After getting a surprise role with gloves in Vizag, Peter Handscomb wants to continue with the task
Handscomb worked with former Australia wicket-keeper Brad Haddin.
Updated - Feb 26, 2019 2:45 pm
Australia’s top-order batsman Peter Handscomb had an unusual debut in the T20Is against India in Visakhapatnam on Monday as he played the game as a wicket-keeper. Although the Kangaroos have brought Alex Carey as their specialist wicket-keeper for both the T20I and ODI series, Handscomb got a call ahead of him in the first game. Australia won the first game in the final ball by 3 wickets though the wicket-keeper-batsman personally did not contribute much.
Handscomb, who has played 16 Tests and 11 ODIs already since making his debut in 2016, found himself involved in a terrible mix-up that resulted in the run-out of opener D’Arcy Short. That apart, the only other time the 27-year-old Victoria cricketer caught the eyes was when he completed the run-out of Rishabh Pant. With the bat, too, Handscomb did not have a memorable game as he scored 13 before getting caught by Mahendra Singh Dhoni off the bowing of an in-form Jasprit Bumrah.
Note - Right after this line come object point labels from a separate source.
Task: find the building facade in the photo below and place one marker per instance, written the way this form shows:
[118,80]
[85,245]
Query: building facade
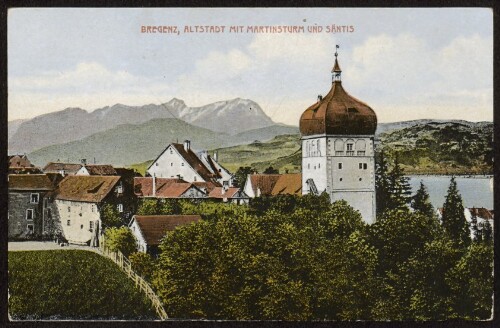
[338,156]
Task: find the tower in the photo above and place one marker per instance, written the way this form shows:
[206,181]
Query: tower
[338,148]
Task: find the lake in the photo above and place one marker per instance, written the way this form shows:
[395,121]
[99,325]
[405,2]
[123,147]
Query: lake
[476,191]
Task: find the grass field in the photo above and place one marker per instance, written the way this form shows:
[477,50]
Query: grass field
[72,285]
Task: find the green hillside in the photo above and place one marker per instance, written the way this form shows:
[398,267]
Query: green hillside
[129,143]
[442,147]
[281,152]
[73,285]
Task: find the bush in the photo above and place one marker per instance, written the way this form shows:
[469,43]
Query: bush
[120,239]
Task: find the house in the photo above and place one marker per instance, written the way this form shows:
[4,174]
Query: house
[482,215]
[150,229]
[96,169]
[273,184]
[152,187]
[31,212]
[20,164]
[180,161]
[229,194]
[80,199]
[62,168]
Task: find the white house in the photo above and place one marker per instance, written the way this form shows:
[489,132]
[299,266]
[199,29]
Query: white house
[338,148]
[150,229]
[180,161]
[79,200]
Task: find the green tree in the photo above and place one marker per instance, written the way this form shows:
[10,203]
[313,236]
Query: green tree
[240,177]
[421,202]
[453,219]
[399,187]
[120,239]
[110,216]
[382,186]
[471,283]
[143,264]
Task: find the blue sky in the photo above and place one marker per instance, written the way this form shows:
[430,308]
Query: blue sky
[405,63]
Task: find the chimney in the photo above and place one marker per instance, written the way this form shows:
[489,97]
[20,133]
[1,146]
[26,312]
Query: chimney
[154,185]
[187,145]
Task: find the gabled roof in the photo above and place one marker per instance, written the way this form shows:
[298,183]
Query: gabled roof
[208,186]
[56,167]
[154,227]
[193,161]
[264,182]
[219,192]
[288,184]
[86,188]
[100,169]
[19,161]
[27,182]
[165,187]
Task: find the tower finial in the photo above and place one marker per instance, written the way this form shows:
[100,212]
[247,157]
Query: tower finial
[336,71]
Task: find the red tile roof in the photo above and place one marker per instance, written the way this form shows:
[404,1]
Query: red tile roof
[165,187]
[264,182]
[288,184]
[29,182]
[86,188]
[100,169]
[56,167]
[154,227]
[218,192]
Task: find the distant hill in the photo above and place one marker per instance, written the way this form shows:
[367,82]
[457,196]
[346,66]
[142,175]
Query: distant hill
[127,144]
[71,124]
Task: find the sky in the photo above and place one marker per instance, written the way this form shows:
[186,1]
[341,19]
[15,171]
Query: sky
[405,63]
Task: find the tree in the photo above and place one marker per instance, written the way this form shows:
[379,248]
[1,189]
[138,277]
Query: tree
[453,219]
[142,264]
[120,239]
[382,183]
[399,187]
[271,170]
[148,207]
[421,202]
[240,177]
[110,216]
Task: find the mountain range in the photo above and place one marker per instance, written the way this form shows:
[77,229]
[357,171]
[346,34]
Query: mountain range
[71,124]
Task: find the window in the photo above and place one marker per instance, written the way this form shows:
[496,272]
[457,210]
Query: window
[30,214]
[34,198]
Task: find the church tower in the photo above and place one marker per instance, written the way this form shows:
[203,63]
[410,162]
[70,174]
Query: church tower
[338,154]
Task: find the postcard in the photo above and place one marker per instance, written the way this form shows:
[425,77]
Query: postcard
[298,164]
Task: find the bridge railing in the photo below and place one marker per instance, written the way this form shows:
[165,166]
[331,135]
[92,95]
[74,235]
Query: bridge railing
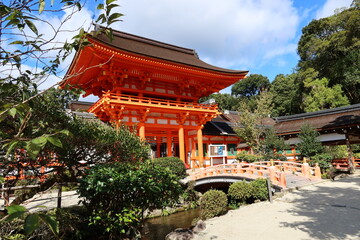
[294,167]
[249,170]
[275,170]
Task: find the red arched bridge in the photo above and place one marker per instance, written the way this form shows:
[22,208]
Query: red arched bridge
[283,174]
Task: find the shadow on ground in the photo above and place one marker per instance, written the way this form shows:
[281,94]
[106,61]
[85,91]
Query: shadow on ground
[331,211]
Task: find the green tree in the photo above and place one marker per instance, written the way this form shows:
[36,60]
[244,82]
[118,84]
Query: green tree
[323,97]
[250,86]
[225,101]
[285,90]
[271,144]
[309,144]
[331,46]
[252,126]
[118,194]
[34,120]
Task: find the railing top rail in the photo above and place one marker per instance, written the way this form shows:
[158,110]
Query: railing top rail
[124,97]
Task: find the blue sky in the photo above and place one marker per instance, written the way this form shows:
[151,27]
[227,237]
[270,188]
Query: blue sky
[256,35]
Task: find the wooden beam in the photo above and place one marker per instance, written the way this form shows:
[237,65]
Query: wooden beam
[181,143]
[200,147]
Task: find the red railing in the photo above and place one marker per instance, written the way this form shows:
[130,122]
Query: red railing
[275,170]
[109,98]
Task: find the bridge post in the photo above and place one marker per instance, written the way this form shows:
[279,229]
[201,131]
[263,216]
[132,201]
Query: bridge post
[317,171]
[282,179]
[305,170]
[272,174]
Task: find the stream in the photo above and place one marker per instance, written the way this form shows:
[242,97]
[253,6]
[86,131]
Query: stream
[157,228]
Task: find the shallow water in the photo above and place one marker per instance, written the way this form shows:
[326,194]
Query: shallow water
[157,228]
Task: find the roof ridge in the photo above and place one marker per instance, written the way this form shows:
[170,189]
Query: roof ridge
[151,41]
[324,112]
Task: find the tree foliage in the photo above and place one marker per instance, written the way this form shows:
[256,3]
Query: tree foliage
[33,123]
[250,86]
[213,203]
[309,144]
[118,194]
[252,125]
[224,101]
[285,90]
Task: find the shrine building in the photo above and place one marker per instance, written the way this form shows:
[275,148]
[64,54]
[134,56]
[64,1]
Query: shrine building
[156,87]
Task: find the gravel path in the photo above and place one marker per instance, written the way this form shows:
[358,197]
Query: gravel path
[327,210]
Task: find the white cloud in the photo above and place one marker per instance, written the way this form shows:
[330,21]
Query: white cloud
[330,6]
[236,34]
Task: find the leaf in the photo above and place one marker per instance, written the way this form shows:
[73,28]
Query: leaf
[15,208]
[114,16]
[17,42]
[51,222]
[55,141]
[10,146]
[31,223]
[65,132]
[109,1]
[41,6]
[40,141]
[31,26]
[13,216]
[12,112]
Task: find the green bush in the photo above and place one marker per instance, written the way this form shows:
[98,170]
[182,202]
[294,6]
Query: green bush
[213,203]
[117,195]
[246,157]
[240,192]
[174,164]
[259,189]
[323,159]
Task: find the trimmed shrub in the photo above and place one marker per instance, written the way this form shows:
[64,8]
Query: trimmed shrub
[240,192]
[247,157]
[213,203]
[174,164]
[259,189]
[117,195]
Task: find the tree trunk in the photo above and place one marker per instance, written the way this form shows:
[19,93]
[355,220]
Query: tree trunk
[27,195]
[350,154]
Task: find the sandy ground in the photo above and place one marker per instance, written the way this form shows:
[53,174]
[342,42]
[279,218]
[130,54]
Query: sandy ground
[49,200]
[327,210]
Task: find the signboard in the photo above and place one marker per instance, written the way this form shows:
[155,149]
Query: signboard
[217,150]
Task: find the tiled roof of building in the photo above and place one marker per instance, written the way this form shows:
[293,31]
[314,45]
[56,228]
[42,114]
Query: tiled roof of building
[321,120]
[156,49]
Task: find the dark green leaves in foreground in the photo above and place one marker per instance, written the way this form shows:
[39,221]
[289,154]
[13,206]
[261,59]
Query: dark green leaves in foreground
[32,221]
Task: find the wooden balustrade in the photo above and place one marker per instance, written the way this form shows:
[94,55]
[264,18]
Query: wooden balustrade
[275,170]
[109,98]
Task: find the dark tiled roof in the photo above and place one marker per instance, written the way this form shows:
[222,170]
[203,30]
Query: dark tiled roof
[80,106]
[219,128]
[321,120]
[155,49]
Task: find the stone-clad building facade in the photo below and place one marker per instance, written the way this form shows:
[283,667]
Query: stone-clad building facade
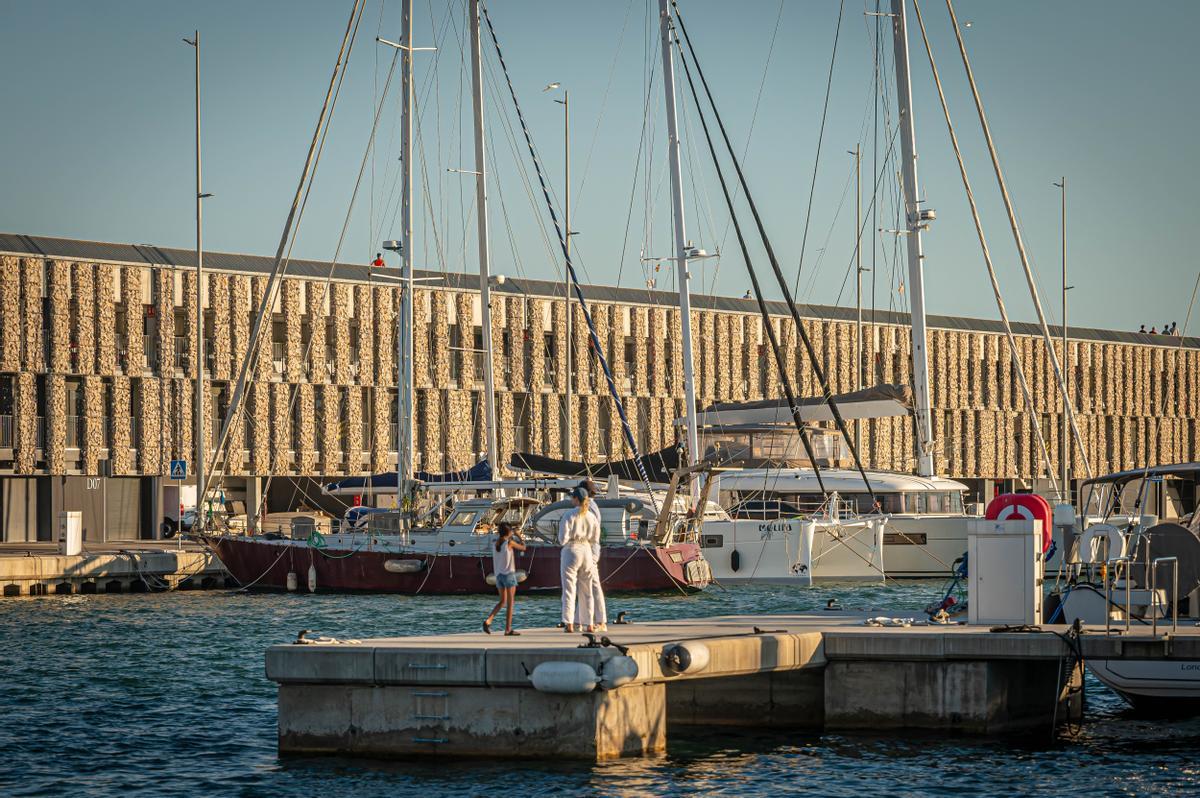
[97,351]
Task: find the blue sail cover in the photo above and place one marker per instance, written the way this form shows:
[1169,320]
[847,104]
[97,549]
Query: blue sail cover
[385,483]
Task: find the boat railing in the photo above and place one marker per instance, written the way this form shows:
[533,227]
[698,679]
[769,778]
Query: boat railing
[1114,568]
[1175,592]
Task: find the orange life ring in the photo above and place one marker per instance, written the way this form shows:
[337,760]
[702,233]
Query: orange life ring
[1030,507]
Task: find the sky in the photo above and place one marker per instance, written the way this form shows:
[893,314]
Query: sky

Fitness key in keeping in 50-over games
The make-shift wicket-keeper though has taken the job seriously and said he can keep in the 50-over format as well provided he has the right fitness level. “I can keep and all, I just need to make sure I’m fit enough and strong enough that if we keep first in a 50-over game I can still go out there and bat at four or five and make sure I’m still running hard between the wickets and doing everything right by the team,” Cricbuzz cited reports quoting Handscomb as saying.
— cricket.com.au (@cricketcomau) February 26, 2019
Carey, who is also the vice-captain of the Australian outfit for both the series, is likely to be back for the five ODIs starting next month but Handscomb is ready to continue with the task if he is asked to.
Handscomb said T20 cricket is “not too bad” since it is short and gets over quickly. He said the 50-over format can be a bit tougher, especially in the Indian conditions – the heat and the spinning wickets. Handscomb worked with former Australia wicket-keeper Brad Haddin and he thanked the latter for helping him in improving his glovework.